Friend of Diabetes in Control and frequent guest author David Kliff, Diabetic Investor, shared his views on some of the news coming out of EASD. As always, his ideas are thought-provoking. We reached out to some of our Advisory Board members to get their responses to David’s piece, and they provided additional strong viewpoints for your consideration.
According to a company issued press release: “Sanofi announced today that adults with type 2 diabetes treated with Toujeo®(insulin glargine 300 Units/mL) experienced a consistently lower rate of confirmed or severe hypoglycemia both at night and at any time of the day compared with those treated with Lantus® (insulin glargine 100 Units/mL), at all levels of HbA 1c<(average blood glucose over the previous three months) achieved at month 6. The results of this new patient-level meta-analysis from the EDITION 1, 2 and 3 Phase 3 clinical trials in patients with type 2 diabetes were presented at the 52nd Annual Meeting of the European Association for the Study of Diabetes (EASD) in Munich, Germany.”
“Novo Nordisk today presented data showing the odds of reaching fasting plasma glucose (FPG) targets without hypoglycaemia and weight gain were significantly greater for Xultophy® (IDegLira) compared to up-titration with insulin glargine U100 in adults with type 2 diabetes uncontrolled on insulin glargine U100 (20-50 units). Xultophy® is the first once-daily combination of a long-acting insulin (insulin degludec) and a glucagon-like peptide-1 (GLP-1) receptor agonist (liraglutide) in Europe. Results were presented at the 52nd Annual Meeting of the European Association for the Study of Diabetes (EASD) 2016.”
“Novo Nordisk today announced that semaglutide, an investigational glucagon-like peptide-1 (GLP-1) analogue administered once-weekly, significantly improved glycemic control compared to placebo, as add-on to basal insulin alone or in combination with metformin, in adults with a mean type 2 diabetes duration of 13 years. Results from SUSTAIN 5 were presented today at the 52nd Annual Meeting of the European Association for the Study of Diabetes (EASD) 2016.”
As I’ve noted before, an avalanche of data is coming out of EASD. Only problem is all the data in the world won’t solve the problems faced by every diabetes drug company. Diabetes drugs have become a commodity and with few exceptions nothing is going to change this fact. Look at the three studies – Toujeo is one of 5 — count them: 5 — long-acting insulins available. Xultophy is one of 2 GLP-1/insulin combo’s. Semaglutide is one of 4 long-acting GLP-1’s.
Also, these companies continue to stress the wrong issues. This fascination with hypoglycemia has got to end. We all know that hypoglycemia is a serious, potentially life-threatening event. Yes, it’s an economic issue too, as it can cause a costly emergency room visit. Yet, it is also true that when a
patient is well-trained on insulin therapy there is a lower incidence rate of hypoglycemia, no matter which insulin they use. It is also true that even the most diligent patient, well trained in insulin therapy, experiences hypoglycemic events. Factors beyond insulin dosing impact hypoglycemia and these factors cannot be controlled.
Now if these companies really want to prove a point, then why not prove that their particular drug is not a commodity? Problem is they can’t. Look at the 5 long-acting insulins: lay the data side by side. Better still, blind the names of the drugs, lay the data side by side, and then pick one. Even better ask this question: would a patient be adversely impacted using one over another? Payors have already answered this question and the answer is, when it comes to long-acting insulin, price is what matters, as the 5 all do the same thing the same way.
Novo is about to get a dose of this when semaglutide gets approved and faces 3 other long-acting once-weekly GLP-1’s. Semaglutide may have a better delivery system but payors don’t care about that. Payors care about price.
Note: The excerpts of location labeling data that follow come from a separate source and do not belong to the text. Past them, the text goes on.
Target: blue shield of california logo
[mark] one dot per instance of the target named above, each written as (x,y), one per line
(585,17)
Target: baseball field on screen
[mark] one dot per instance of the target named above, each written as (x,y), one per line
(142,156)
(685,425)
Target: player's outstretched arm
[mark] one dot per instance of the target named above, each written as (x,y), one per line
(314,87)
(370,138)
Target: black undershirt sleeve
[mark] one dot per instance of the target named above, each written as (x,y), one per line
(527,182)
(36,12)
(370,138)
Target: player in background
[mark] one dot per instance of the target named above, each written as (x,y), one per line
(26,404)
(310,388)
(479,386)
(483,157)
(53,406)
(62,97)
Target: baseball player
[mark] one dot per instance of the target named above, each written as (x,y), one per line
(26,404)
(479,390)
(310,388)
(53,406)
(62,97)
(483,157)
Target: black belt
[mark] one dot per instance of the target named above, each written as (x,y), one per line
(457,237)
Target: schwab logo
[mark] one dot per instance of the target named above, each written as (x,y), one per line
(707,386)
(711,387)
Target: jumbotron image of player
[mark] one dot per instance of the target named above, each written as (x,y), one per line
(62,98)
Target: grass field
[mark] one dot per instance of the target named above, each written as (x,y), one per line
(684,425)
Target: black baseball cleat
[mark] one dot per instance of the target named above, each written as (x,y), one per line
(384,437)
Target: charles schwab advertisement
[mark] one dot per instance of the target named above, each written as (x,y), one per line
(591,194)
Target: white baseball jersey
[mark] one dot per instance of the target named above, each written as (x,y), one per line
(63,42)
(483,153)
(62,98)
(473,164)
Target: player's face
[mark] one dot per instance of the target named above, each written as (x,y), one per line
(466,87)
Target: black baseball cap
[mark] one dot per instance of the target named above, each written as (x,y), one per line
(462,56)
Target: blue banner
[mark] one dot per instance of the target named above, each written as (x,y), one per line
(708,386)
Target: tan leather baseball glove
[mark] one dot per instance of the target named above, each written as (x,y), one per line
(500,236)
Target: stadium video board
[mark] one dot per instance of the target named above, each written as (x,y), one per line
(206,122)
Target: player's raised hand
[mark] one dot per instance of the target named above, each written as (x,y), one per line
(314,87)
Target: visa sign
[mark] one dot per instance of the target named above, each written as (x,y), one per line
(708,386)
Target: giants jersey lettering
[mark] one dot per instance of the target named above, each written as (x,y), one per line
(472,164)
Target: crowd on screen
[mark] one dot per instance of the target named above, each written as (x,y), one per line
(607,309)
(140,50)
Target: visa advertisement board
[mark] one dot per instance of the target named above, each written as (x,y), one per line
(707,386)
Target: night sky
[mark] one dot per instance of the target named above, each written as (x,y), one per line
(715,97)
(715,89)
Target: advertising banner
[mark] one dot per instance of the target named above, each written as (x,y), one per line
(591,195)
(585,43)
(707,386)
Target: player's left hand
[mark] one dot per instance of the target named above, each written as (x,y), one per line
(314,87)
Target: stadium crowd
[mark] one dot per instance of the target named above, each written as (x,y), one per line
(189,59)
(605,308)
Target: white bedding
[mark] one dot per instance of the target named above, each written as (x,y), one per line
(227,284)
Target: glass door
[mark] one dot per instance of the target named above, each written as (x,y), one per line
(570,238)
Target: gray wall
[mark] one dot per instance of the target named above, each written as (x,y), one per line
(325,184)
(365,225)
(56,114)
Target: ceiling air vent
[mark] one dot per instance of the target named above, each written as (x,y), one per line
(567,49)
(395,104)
Drug companies need to realize that coming out with drugs that are only incrementally better than the drugs they are supposed to replace is not a winning strategy. Payors aren’t going to provide favorable formulary position or premium reimbursement for these drugs. Payors hold the keys to the kingdom, and unless drug companies develop something truly innovative payors will continue to hold the upper hand.
Lilly is a good example. They know that lean and mean is the order of the day; that it’s better to have a complete portfolio of drugs and force the competition to play defense. Sure, they too will publish studies that cover the same ground, but their tactics differ from those used by Novo and Sanofi. Lilly is playing hardball and using a very heavy bat. They are not afraid to use outcomes-based contracting or price as weapon.
While Novo and Sanofi are trying to compete on study data, Lilly is competing on the only playing field that matters – price. Everything else frankly misses the point.